Art Brut Biography
Art Brut was willed into being in 2003 by its sardonic frontman Eddie Argos. Argos seemed to think that everyone should be in a band—why not? Jonathan Richman-obsessed and more of a talker than a singer, Argos fronted The Art Goblins in his native Bournemouth, before packing up for London and convincing guitarists Jasper Future and Ian Catskilkin, bassist Frederica Feedback and drummer Mikey B to record a demo. The band recorded Brutlegs in 2004, and it included early versions of “Modern Art,” “Formed a Band,” and “Moving to LA.” “Emily Kane” was released in early 2005, about, yes, Argos’ actual high school love. It didn’t win her back (she’s got a boyfriend, natch), but it did turn Art Brut into a buzz band in their native UK.
A few months later the band released Bang Bang Rock and Roll. Touring commenced. They played with Oasis, and performed at Coachella. Then came the cover of Rolling Stone in Germany. There seemed a good chance that Argos might get his long-held wish of playing on Top of the Pops (it never happened).
While they haven’t yet written the song that “makes Israel and Palestine get along,” as promised in “Formed a Band,” Art Brut have succeeded in garnering a dedicated legion of fans and copycats. It’s all part of Argos’ master plan—Art Brut “franchise” bands. He swears there’s “at least 30 or 40 around” and it’s cutthroat competition to be the best. In a recently held battle of the franchises Art Brut 7 won (they’re Argos’ favorite). Art Brut 4 is rather sour about that.

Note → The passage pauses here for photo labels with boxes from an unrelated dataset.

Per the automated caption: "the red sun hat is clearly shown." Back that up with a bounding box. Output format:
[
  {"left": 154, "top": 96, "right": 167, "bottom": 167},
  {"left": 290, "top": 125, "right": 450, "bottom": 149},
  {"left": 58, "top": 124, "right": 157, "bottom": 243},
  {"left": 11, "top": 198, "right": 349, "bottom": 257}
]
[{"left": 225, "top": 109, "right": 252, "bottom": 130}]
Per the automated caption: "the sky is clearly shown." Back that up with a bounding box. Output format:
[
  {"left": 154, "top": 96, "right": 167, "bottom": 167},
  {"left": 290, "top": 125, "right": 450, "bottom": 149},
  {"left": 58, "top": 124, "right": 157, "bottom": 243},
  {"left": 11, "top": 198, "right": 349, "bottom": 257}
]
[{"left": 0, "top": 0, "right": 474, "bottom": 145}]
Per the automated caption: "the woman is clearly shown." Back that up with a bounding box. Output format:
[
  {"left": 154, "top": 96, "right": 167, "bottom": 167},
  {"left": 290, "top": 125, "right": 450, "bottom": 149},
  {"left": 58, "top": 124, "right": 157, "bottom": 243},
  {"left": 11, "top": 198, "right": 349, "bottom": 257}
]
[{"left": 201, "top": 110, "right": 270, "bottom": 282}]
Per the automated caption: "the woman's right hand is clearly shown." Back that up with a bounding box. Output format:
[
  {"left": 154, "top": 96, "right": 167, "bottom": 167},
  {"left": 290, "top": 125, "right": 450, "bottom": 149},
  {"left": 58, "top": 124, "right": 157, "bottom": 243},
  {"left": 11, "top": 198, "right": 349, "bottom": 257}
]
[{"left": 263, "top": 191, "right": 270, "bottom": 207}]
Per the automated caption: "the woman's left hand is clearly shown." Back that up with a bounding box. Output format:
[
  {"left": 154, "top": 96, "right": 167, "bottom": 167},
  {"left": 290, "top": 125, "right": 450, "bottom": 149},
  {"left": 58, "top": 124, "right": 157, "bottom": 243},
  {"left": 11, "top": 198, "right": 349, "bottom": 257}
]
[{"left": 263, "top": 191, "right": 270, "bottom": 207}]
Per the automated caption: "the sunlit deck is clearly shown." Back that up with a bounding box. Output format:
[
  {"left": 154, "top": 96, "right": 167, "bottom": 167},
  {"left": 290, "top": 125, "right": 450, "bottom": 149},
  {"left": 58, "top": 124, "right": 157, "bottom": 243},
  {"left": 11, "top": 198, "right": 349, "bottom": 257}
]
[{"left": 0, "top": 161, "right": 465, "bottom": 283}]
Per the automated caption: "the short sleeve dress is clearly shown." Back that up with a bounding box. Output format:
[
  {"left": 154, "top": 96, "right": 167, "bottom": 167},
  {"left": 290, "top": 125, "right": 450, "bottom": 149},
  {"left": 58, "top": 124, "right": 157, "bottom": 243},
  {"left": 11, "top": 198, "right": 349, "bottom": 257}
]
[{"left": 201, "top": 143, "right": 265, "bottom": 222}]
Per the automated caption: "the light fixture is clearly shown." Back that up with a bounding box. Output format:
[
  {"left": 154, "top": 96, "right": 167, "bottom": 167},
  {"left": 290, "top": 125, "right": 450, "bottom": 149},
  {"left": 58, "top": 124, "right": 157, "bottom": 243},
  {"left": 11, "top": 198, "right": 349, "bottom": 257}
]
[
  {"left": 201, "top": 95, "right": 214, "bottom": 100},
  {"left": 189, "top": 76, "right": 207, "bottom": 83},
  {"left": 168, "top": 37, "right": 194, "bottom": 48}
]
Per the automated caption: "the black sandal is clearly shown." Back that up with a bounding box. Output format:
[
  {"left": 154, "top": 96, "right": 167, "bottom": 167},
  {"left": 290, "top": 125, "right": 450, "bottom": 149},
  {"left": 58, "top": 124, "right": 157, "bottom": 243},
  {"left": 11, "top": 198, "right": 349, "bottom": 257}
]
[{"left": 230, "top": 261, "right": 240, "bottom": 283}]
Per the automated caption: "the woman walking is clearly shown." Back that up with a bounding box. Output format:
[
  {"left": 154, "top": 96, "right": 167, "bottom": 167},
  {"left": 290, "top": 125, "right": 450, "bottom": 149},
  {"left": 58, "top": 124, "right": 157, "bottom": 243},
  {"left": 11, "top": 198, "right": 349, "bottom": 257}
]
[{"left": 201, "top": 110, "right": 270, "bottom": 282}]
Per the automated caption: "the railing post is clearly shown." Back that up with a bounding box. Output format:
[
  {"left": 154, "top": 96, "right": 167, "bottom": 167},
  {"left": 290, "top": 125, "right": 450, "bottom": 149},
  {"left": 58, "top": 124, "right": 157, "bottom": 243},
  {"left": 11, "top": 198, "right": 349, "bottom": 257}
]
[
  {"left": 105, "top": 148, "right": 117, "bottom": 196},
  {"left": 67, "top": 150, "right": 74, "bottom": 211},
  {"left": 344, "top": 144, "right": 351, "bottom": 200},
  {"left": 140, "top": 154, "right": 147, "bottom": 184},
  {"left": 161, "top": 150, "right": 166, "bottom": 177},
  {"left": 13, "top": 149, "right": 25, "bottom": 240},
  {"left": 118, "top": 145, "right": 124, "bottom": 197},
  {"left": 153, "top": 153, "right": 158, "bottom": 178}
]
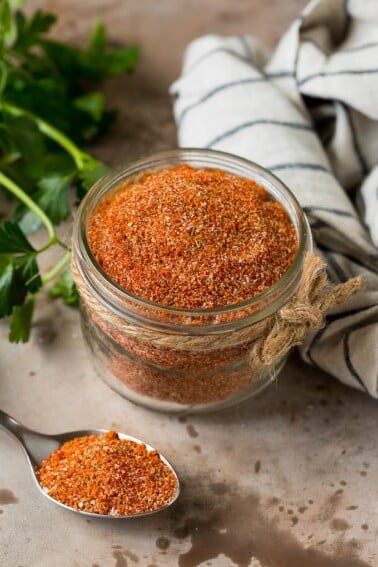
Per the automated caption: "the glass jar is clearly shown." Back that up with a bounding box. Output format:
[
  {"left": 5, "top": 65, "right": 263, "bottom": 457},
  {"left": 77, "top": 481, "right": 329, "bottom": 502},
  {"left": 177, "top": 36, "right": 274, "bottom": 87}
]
[{"left": 73, "top": 149, "right": 311, "bottom": 413}]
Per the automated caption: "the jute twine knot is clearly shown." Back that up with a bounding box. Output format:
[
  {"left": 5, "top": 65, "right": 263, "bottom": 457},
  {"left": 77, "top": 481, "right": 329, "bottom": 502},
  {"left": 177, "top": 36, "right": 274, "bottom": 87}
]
[
  {"left": 72, "top": 252, "right": 364, "bottom": 369},
  {"left": 249, "top": 253, "right": 364, "bottom": 367}
]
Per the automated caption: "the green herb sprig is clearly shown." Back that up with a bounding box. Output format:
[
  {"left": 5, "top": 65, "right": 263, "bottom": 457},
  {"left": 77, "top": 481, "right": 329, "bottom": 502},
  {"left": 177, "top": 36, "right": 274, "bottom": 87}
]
[{"left": 0, "top": 0, "right": 138, "bottom": 342}]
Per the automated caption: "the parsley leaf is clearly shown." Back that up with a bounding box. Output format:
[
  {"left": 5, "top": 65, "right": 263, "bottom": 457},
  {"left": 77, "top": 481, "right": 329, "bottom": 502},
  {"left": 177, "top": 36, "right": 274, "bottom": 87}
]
[
  {"left": 0, "top": 220, "right": 35, "bottom": 254},
  {"left": 0, "top": 0, "right": 139, "bottom": 342}
]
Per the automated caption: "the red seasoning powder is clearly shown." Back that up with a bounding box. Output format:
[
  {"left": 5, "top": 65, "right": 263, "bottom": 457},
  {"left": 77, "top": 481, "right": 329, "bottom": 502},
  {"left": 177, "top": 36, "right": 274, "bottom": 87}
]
[
  {"left": 37, "top": 431, "right": 178, "bottom": 516},
  {"left": 88, "top": 165, "right": 297, "bottom": 309},
  {"left": 83, "top": 164, "right": 297, "bottom": 409}
]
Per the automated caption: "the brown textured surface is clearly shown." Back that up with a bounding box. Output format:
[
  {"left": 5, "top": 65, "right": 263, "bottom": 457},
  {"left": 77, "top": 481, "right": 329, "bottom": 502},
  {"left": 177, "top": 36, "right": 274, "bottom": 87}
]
[{"left": 0, "top": 0, "right": 378, "bottom": 567}]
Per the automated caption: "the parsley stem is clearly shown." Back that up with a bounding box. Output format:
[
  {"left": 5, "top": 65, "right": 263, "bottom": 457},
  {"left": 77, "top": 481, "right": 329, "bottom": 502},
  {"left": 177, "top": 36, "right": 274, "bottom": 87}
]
[
  {"left": 42, "top": 252, "right": 71, "bottom": 285},
  {"left": 0, "top": 101, "right": 87, "bottom": 170},
  {"left": 0, "top": 171, "right": 57, "bottom": 245}
]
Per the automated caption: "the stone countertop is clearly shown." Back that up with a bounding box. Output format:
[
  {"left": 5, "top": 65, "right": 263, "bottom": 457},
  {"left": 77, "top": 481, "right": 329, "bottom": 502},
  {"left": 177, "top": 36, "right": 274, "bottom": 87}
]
[{"left": 0, "top": 0, "right": 378, "bottom": 567}]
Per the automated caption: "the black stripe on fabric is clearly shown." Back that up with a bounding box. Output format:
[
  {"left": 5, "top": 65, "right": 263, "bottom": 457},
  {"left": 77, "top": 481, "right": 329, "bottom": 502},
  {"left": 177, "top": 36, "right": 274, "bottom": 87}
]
[
  {"left": 298, "top": 68, "right": 378, "bottom": 87},
  {"left": 206, "top": 118, "right": 313, "bottom": 148},
  {"left": 338, "top": 41, "right": 378, "bottom": 53},
  {"left": 177, "top": 71, "right": 294, "bottom": 125},
  {"left": 303, "top": 206, "right": 354, "bottom": 218},
  {"left": 267, "top": 162, "right": 331, "bottom": 173},
  {"left": 343, "top": 105, "right": 369, "bottom": 175},
  {"left": 316, "top": 241, "right": 378, "bottom": 274},
  {"left": 302, "top": 37, "right": 378, "bottom": 56},
  {"left": 239, "top": 35, "right": 252, "bottom": 61},
  {"left": 343, "top": 332, "right": 369, "bottom": 393},
  {"left": 183, "top": 47, "right": 250, "bottom": 77}
]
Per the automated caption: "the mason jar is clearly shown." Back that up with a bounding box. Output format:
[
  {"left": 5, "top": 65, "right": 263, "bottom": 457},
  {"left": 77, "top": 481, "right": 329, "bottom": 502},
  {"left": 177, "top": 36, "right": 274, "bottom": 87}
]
[{"left": 72, "top": 149, "right": 311, "bottom": 413}]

Having just finished the band’s second full-length, It’s a Bit Complicated, Argos and crew are set to head back on the road this spring and summer, playing dates across the U.S. and Europe with Maximo Park in tow. Argos claims the new record is poppier than the first—could that be possible? Either way, with tracks titled “Pump Up the Volume” and “I Will Survive,” expect it to be tongue-in-cheek and rancorously funny.
And yes, it might just lead to peace in the Middle East.